If my idea sucks, do you have any others? Something that might help develop end ROM strength and flexibility in the subscap is really what I'm searching for. The classic internal rotation exercises really don't develop END ROM strength or flexibility. I want to get back to lifting like a normal person, and a strong, injury-free subscap seems like a great investment.


#2

This post was flagged by the community and is temporarily hidden.


#3

Try shoulder disclocations with a broomstick.

tweet tweet


#4

start here


#5

To echo BBB, how did you isolate the subscap at the problem/cause of your grief? I also agree to avoid behind the neck presses for the same reasons as BBB stated. Your reasoning for wanting to do them is a bit flawed as well. The hamstrings and subscap are very different muscles in terms of their size and function. I understand that every anatomy book will regard the subscap as an internal (medial) rotator of the shoulder, but it's main purpose is to stabilize the head of the humerus into the glenoid fossa.

Also, I am not particularly a fan of broomstick dislocations, which were recommended. The exercise places a heavy force on the anterior capsule of the shoulder, and I personally just feel there are better alternative exercises to be done to reach the same goal. If you are going to do them though, I strongly encourage using a band rather than a PVC pipe/broomstick, which allows for the shoulder to not be forced into a dangerous range and position and allows each shoulder to go through its own safe range. You shoulders (and most poeple's) are not symmetric in terms of structure and ROM, so if they are done with the broomstick/PVC pipe both shoulders are forced to go through the same range.

I'd bet that if you worked on thoracic ROM and proper scapular positioning/stabilization, it would help out more than the BTN press and broomstick dislocations.


#6

Soft-tissue work to your subscap plus direct stretching of the subscap immediately afterwards is probably your best bet... that is, if your subscap is actually the problem and is stiff. You can reach the subscap by going in through your armpit or hiring somebody who knows something. Also, to isolate the subscap with a streth, you should do end range shoulder external rotation with your arm down at your side. Also, what do you mean exactly by tight?

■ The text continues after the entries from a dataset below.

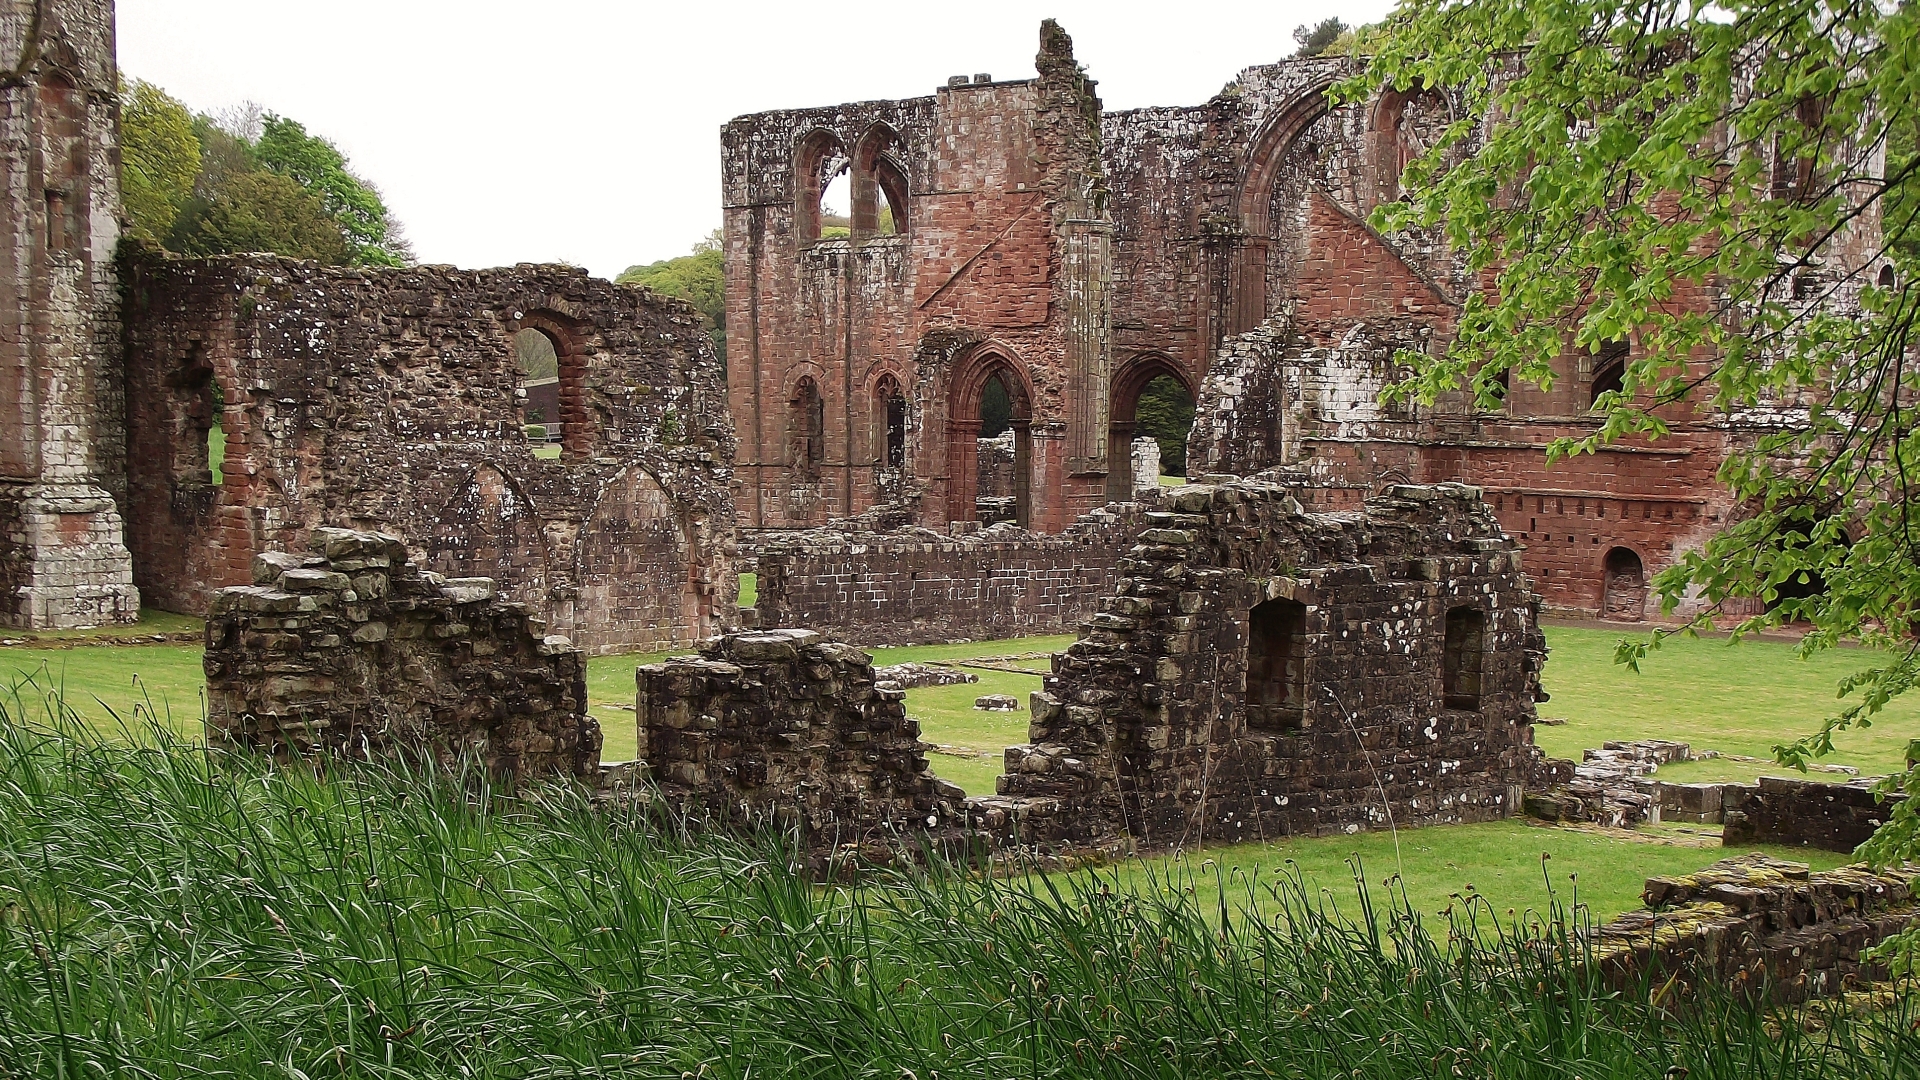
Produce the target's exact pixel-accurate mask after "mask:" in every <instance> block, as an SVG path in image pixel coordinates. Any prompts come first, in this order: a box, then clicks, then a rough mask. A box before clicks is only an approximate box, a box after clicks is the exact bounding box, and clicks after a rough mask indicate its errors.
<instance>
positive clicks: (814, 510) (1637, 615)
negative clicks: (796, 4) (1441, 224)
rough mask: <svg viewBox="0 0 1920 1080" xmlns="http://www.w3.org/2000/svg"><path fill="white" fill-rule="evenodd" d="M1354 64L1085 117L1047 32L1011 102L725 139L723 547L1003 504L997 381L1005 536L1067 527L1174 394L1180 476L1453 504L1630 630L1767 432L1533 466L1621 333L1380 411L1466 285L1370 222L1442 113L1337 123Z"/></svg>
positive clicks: (1101, 499)
mask: <svg viewBox="0 0 1920 1080" xmlns="http://www.w3.org/2000/svg"><path fill="white" fill-rule="evenodd" d="M1352 71H1354V67H1352V61H1348V60H1336V58H1321V60H1292V61H1283V63H1271V65H1261V67H1250V69H1246V71H1242V73H1240V75H1238V77H1235V79H1233V83H1229V85H1227V88H1225V90H1221V94H1217V96H1213V98H1212V100H1208V102H1204V104H1200V106H1185V108H1146V110H1129V111H1112V113H1108V111H1100V102H1098V98H1096V96H1094V92H1092V81H1091V79H1087V77H1085V73H1083V71H1081V69H1079V65H1077V63H1075V61H1073V58H1071V52H1069V44H1068V38H1066V35H1064V33H1062V31H1060V29H1058V27H1054V25H1052V23H1048V25H1046V27H1043V31H1041V54H1039V58H1037V77H1033V79H1021V81H995V79H985V77H979V79H973V81H970V79H952V81H948V85H947V86H945V88H939V90H937V92H935V94H933V96H925V98H906V100H889V102H858V104H843V106H829V108H806V110H785V111H768V113H755V115H747V117H739V119H735V121H732V123H730V125H728V127H726V129H724V133H722V144H724V158H722V165H724V190H726V261H728V340H730V342H739V346H737V348H739V356H741V359H739V361H737V363H735V382H733V386H732V407H733V417H735V423H737V429H739V432H741V498H743V507H741V523H743V527H747V528H795V527H806V525H818V523H824V521H828V519H831V517H849V515H856V513H862V511H864V509H868V507H872V505H877V503H897V505H904V507H910V509H912V511H914V515H916V519H918V521H920V523H922V525H929V527H935V528H939V527H943V525H947V523H950V521H973V519H975V498H977V496H983V494H998V490H995V492H989V490H987V488H989V482H991V477H987V475H985V473H987V471H985V469H981V467H979V463H977V459H975V452H973V436H975V434H977V432H979V421H981V404H983V394H985V392H987V386H989V384H995V382H998V384H1000V386H1002V388H1004V390H1006V398H1008V402H1010V409H1012V430H1014V440H1016V454H1014V477H1012V482H1010V488H1008V498H1012V502H1014V507H1012V517H1014V519H1016V521H1018V523H1021V525H1027V527H1031V528H1037V530H1044V532H1058V530H1062V528H1066V527H1068V523H1071V521H1073V519H1075V517H1077V515H1081V513H1085V511H1087V509H1089V507H1091V505H1096V503H1100V502H1108V500H1125V498H1129V494H1131V492H1129V490H1127V488H1129V486H1131V479H1129V475H1127V473H1129V469H1127V450H1129V444H1131V440H1133V434H1135V419H1137V415H1135V409H1137V404H1139V398H1140V392H1142V390H1144V388H1146V386H1148V384H1150V382H1152V380H1154V379H1160V377H1167V379H1173V380H1175V382H1179V384H1181V386H1183V388H1185V390H1187V392H1188V394H1190V396H1192V398H1194V400H1196V404H1198V409H1200V411H1198V417H1196V427H1194V434H1192V440H1190V446H1188V461H1190V465H1188V469H1190V471H1200V473H1229V475H1242V477H1244V475H1252V473H1260V471H1263V469H1269V467H1286V469H1309V471H1313V473H1315V475H1317V477H1321V479H1323V480H1329V482H1340V484H1357V486H1359V488H1363V490H1367V492H1369V494H1371V492H1380V490H1384V488H1386V486H1390V484H1407V482H1413V484H1432V482H1453V480H1457V482H1469V484H1476V486H1480V488H1482V490H1484V492H1486V498H1488V502H1490V503H1492V505H1494V511H1496V515H1498V517H1500V523H1501V527H1503V528H1505V530H1507V532H1509V534H1511V536H1515V538H1517V540H1521V542H1523V544H1524V546H1526V550H1528V567H1530V569H1532V571H1534V573H1536V578H1538V588H1540V592H1542V594H1544V598H1546V603H1548V605H1549V607H1555V609H1563V611H1580V613H1590V615H1605V617H1611V619H1640V617H1645V615H1647V611H1645V594H1647V580H1649V578H1651V575H1653V573H1657V571H1661V569H1665V567H1667V565H1670V563H1672V559H1674V557H1676V555H1678V553H1680V552H1684V550H1688V548H1693V546H1697V544H1701V542H1703V540H1705V538H1707V536H1709V534H1713V532H1715V530H1718V528H1720V527H1724V525H1726V523H1728V521H1730V517H1732V515H1736V513H1738V509H1736V507H1734V505H1732V503H1730V502H1728V498H1726V496H1724V494H1722V486H1720V484H1716V482H1715V471H1716V467H1718V465H1720V461H1722V459H1724V455H1726V454H1728V450H1730V448H1736V446H1743V444H1745V442H1747V440H1751V438H1753V436H1755V432H1757V430H1763V429H1766V427H1770V425H1776V423H1782V417H1764V415H1763V417H1743V419H1741V421H1738V423H1734V421H1732V419H1728V417H1718V415H1707V413H1695V411H1692V409H1690V407H1688V405H1684V404H1682V405H1674V407H1668V409H1667V411H1665V419H1667V421H1668V425H1670V427H1672V434H1670V436H1668V438H1663V440H1659V442H1657V444H1647V442H1624V444H1619V446H1613V448H1607V450H1603V452H1601V454H1596V455H1582V457H1578V459H1572V461H1567V463H1563V465H1555V467H1553V469H1548V465H1546V446H1548V444H1549V442H1551V440H1555V438H1559V436H1567V434H1586V432H1590V430H1594V427H1596V423H1597V421H1596V419H1594V417H1592V411H1590V409H1592V404H1594V400H1596V396H1597V394H1599V392H1603V390H1607V388H1611V386H1613V384H1617V380H1619V373H1620V369H1622V365H1624V363H1626V361H1628V359H1630V357H1632V356H1634V350H1636V348H1640V346H1638V344H1636V342H1634V340H1630V338H1626V340H1619V342H1611V344H1609V346H1605V348H1603V350H1599V352H1597V354H1586V352H1580V354H1572V352H1569V356H1567V357H1565V359H1563V363H1565V367H1563V371H1561V373H1559V375H1561V377H1559V380H1557V382H1555V384H1553V388H1551V390H1538V388H1532V386H1515V388H1513V392H1511V394H1509V396H1507V400H1505V405H1503V407H1501V409H1500V411H1478V409H1476V407H1473V405H1471V404H1469V402H1465V400H1463V398H1459V396H1455V398H1452V400H1444V402H1438V404H1436V405H1434V407H1423V409H1388V407H1382V405H1380V404H1379V390H1380V386H1384V382H1386V380H1388V379H1390V377H1392V356H1394V350H1398V348H1417V350H1436V348H1442V346H1444V342H1446V340H1448V338H1450V334H1452V332H1453V321H1455V313H1457V311H1459V306H1461V302H1463V298H1465V296H1467V294H1469V292H1471V290H1473V288H1478V282H1476V281H1473V279H1469V275H1467V273H1465V265H1463V263H1461V261H1457V259H1455V258H1453V256H1450V254H1448V252H1446V248H1444V244H1442V242H1440V236H1438V234H1430V233H1405V234H1392V236H1388V234H1380V233H1377V231H1375V229H1371V227H1369V225H1367V213H1369V211H1371V209H1373V208H1377V206H1379V204H1382V202H1386V200H1392V198H1396V196H1398V192H1400V173H1402V169H1404V165H1405V163H1407V161H1409V160H1411V158H1415V156H1417V154H1421V152H1423V150H1425V148H1427V146H1430V144H1432V142H1434V138H1436V136H1438V131H1440V129H1442V127H1444V125H1448V123H1452V119H1453V117H1455V115H1457V111H1459V102H1457V100H1455V96H1453V94H1450V92H1444V90H1432V88H1423V90H1409V92H1392V94H1384V96H1380V98H1375V100H1371V102H1352V104H1342V106H1338V108H1331V106H1329V102H1327V88H1329V86H1331V85H1332V83H1334V81H1338V79H1342V77H1346V75H1350V73H1352ZM841 179H843V181H845V183H847V184H849V202H851V219H849V229H847V236H829V234H826V233H824V231H822V227H820V208H822V198H824V192H828V190H829V186H831V184H833V183H835V181H841ZM1876 229H1878V227H1876V225H1872V223H1862V225H1860V229H1857V231H1851V233H1845V234H1843V236H1839V238H1836V242H1834V244H1832V250H1830V252H1828V254H1830V259H1828V263H1826V265H1824V267H1820V269H1816V271H1814V273H1818V275H1826V273H1839V271H1841V269H1859V267H1864V269H1868V271H1874V273H1878V269H1876V267H1872V265H1868V263H1872V261H1874V259H1876V258H1878V256H1876V252H1878V248H1880V246H1878V240H1876ZM1676 304H1686V306H1695V307H1707V309H1711V307H1715V306H1716V304H1718V298H1716V296H1713V294H1690V296H1678V298H1676Z"/></svg>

I recommend reading these two articles on the subject:

http://tjwnscacpt.blogspot.com/2009/11/short-stiff-or-tight.html
http://tjwnscacpt.blogspot.com/2009/12/short-stiff-or-tight-part-2.html


#7

Tight muscles do not always equal weak muscles, and tight muscles also do not always require a stretch (heresy I know) but hear me out... the human body is incredibly brilliant at compensating to protect more important structures, so its possible that your subscap is "tight" because it is working overtime to protect either your brachial plexus or the integrity of your shoulder joint.

For every person that SLD work great for hamstring length, strength and "suppleness" I could probably show you one for which it would only serve to aggrivate their issue, so I tend to doubt your stretch overload as a holy grail theory.

x2 to BBB and LH's posts, also Ed mentioned getting checked out by someone to see about getting your subscap checked out and fixed, preferably seeing someone who actually knows about soft tissue injuries, and how to fix them. Good luck with it, sounds like your motivated to get sorted out.